The calibration curves for all nine HAA and the surrogate compound are quadratic. The coefficient of determination, R², is used to assess the fit between each quadratic equation and the data for each analyte from the nine standard solutions. The R² value must be 0.9980 or better or a new calibration curve must be generated.

Samples are analyzed immediately after extraction and methylation. The order of analysis begins with an MTBE instrument blank to verify that the instrument is free of contamination. Next, the standard curve is produced by analyzing the nine standards from lowest to highest concentrations, followed by another MTBE instrument blank. Then, the extraction blanks and samples are analyzed, followed by two continuing calibration verification standards and another MTBE instrument blank between sets of samples (see “Quality-Control Practices” section of this report). The final data for a sample may be combined from two or more different analyses where the data for each HAA analyte are taken from the dilution that fits within the standard curve.

The HAAFP data are processed using EZChrom chromatography software and archived in the USGS California Water Science Center’s LIMS. Data for selected samples also are entered into the USGS National Water Information System (NWIS) database.

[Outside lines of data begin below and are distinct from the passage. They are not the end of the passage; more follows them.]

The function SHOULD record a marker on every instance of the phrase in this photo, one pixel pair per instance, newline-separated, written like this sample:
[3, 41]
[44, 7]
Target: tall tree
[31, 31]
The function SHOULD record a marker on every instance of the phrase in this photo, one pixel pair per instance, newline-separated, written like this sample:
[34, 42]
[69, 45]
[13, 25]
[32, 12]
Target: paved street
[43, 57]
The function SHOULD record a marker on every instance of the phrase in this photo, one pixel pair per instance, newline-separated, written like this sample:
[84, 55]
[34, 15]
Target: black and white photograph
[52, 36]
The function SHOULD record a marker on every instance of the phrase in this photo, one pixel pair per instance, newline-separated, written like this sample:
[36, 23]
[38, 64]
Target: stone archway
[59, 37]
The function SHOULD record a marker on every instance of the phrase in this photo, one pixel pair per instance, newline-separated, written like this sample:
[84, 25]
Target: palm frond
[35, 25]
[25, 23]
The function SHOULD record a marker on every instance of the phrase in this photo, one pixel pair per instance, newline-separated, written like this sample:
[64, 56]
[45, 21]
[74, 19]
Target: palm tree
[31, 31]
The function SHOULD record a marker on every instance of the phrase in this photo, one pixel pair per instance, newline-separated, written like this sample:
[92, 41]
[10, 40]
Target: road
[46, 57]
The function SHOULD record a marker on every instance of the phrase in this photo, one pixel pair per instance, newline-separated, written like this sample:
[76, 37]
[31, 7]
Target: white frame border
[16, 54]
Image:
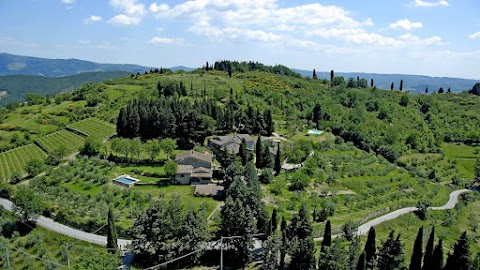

In each of the samples, the software identifies the peaks of the nine HAA species, the IS, and the surrogate by their retention times and then converts measured peak areas to concentrations by normalizing the peak areas to the peak area of the IS and then converting normalized peak areas to concentrations using the standard calibration curves. The retention time for each compound must be within a 0.25-minute window of the expected value from the calibration curve. Full separation of the compounds is achieved with the Rtx-5 column at the analyzed concentrations (fig. 1). The analyst examines the chromatograms to verify that the peak identifications are correct. Compound interferences on the column are minimal due to the selectiveness of the extraction method. The EZChrom software automatically flags samples if the surrogate concentrations, reproducibility of the duplicate samples, or concentrations of the calibration verification standards are out of acceptable range (see "Quality Control Practices” section of this report). The analyst also examines these data. The individual chromatograms, calibration curve information, and quality-control data are archived and the archived site is linked to the LIMS.

The data are first imported from EZChrom into a spreadsheet (Microsoft Excel) for verification and calculations. After all quality-control criteria for a set of samples are met satisfactorily, the data are transferred to the LIMS. The data are accessible to users of the LIMS after the analyst verifies the final concentrations.